Not bad for a man who is earning a comparatively meagre $220,000 as Treasurer, a sum far below that of even his own department head, Ken Henry.

With politicians tending to play more of a guiding role in their jobs as ministers as opposed to executive management, the transition from politics to business is often not as easy as many think.

Among the most successful are former Victorian treasurer Alan Stockdale, who has held a range of senior executive management positions since leaving Victorian politics, and former Howard Government minister Warwick Smith, who is a senior executive at ANZ.

Most ex-politicians, though, find themselves working in advisory roles, using their knowledge of the way government works and contacts in the bureaucracy to help their corporate clients.

Which is what Morgan Consulting managing director Andrew Aston sees as being among a range of roles that could suit Mr Costello.

"His experience in government sees him best suited to working in an advisory capacity with companies looking to do business in the public sector," Mr Aston said.

"I think he will be invited on to a number of corporate boards.
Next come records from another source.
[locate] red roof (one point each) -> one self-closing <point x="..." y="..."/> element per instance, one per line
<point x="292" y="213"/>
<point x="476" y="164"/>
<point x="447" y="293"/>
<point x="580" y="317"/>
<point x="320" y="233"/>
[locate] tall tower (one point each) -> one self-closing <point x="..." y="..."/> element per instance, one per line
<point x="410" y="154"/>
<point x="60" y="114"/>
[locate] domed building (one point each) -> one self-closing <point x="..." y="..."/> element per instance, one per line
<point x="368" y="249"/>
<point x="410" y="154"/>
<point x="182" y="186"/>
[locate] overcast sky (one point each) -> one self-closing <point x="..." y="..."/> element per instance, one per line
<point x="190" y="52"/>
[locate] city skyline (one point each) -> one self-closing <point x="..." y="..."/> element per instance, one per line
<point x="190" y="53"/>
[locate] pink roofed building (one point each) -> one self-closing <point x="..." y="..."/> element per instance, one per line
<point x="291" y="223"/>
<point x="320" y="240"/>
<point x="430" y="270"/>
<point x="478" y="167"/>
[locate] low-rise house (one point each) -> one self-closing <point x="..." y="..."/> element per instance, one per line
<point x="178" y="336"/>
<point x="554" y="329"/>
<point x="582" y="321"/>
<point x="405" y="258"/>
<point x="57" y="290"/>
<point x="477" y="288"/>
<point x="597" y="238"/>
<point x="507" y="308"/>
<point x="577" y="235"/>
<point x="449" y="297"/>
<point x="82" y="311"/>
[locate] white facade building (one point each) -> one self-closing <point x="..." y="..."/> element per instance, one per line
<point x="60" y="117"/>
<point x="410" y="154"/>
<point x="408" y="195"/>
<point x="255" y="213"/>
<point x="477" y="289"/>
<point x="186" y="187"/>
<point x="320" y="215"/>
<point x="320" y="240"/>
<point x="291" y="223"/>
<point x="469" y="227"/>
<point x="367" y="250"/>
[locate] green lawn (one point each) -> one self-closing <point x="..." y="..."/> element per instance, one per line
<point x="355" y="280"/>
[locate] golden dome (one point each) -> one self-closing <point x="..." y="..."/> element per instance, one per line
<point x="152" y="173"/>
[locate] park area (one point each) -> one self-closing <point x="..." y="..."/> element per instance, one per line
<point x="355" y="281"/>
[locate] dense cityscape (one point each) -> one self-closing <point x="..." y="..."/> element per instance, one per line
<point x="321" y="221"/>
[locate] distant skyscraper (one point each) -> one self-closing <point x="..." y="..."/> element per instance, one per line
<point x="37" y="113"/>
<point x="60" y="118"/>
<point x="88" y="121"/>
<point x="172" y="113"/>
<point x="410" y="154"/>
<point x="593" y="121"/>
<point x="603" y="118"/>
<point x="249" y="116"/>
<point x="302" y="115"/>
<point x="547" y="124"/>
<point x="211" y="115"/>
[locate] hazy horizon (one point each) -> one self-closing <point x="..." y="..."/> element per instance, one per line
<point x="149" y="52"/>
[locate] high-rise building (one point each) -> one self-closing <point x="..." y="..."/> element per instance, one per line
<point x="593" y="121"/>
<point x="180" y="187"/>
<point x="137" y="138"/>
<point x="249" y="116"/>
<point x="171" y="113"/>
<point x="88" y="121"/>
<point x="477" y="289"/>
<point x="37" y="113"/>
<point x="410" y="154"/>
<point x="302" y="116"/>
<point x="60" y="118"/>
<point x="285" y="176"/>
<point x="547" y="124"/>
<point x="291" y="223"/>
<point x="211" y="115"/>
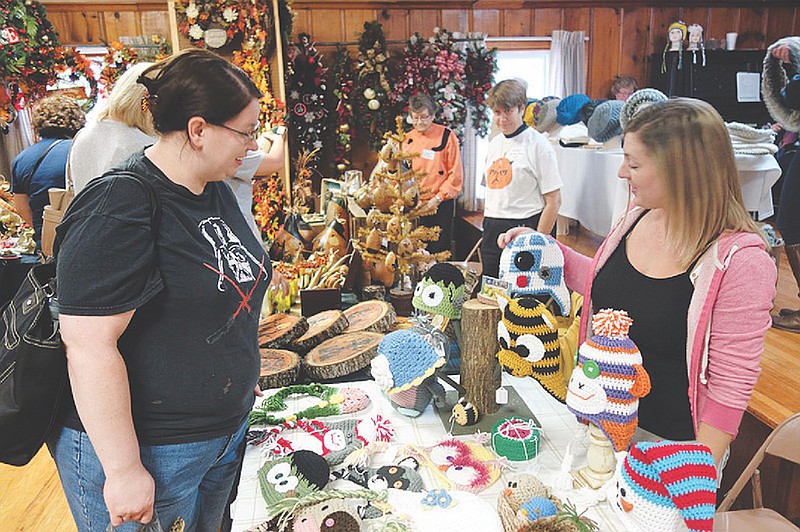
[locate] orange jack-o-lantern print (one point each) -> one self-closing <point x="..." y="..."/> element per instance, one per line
<point x="499" y="174"/>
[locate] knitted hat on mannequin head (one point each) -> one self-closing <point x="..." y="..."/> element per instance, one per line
<point x="665" y="486"/>
<point x="639" y="100"/>
<point x="609" y="379"/>
<point x="546" y="119"/>
<point x="604" y="122"/>
<point x="569" y="107"/>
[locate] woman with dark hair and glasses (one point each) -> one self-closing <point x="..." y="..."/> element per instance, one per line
<point x="159" y="313"/>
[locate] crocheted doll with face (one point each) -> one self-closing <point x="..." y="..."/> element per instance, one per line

He will be attractive to top 200 companies in either transport, infrastructure or the utilities industry.

"Because of his legal qualifications he could easily secure a position as a partner in a major law firm. These employers will want him primarily because of his business connections and his understanding of how the public sector works."

Mr Aston agreed that Mr Costello would be unlikely to be appointed as a corporate CEO or to a senior operational role.

All of which may end up being just idle speculation because the man himself is adamant that his future for the next three years at least will be to serve the people as member for Higgins.

THE TREASURER CHEST

WHAT IS PETER COSTELLO WORTH?

  • As Treasurer: $225,000
  • As Leader of the Opposition: $222,000
  • As deputy governor of the Reserve Bank of England: #234,000 ($A570,000).
  • Australian director for the European Bank of Reconstruction and Development (London): $200,000 (tax free).
  • Partner at top-tier law or accounting firm: $1 million
  • Average chief executive salary package for Australia's top 50 companies: $2.1 million.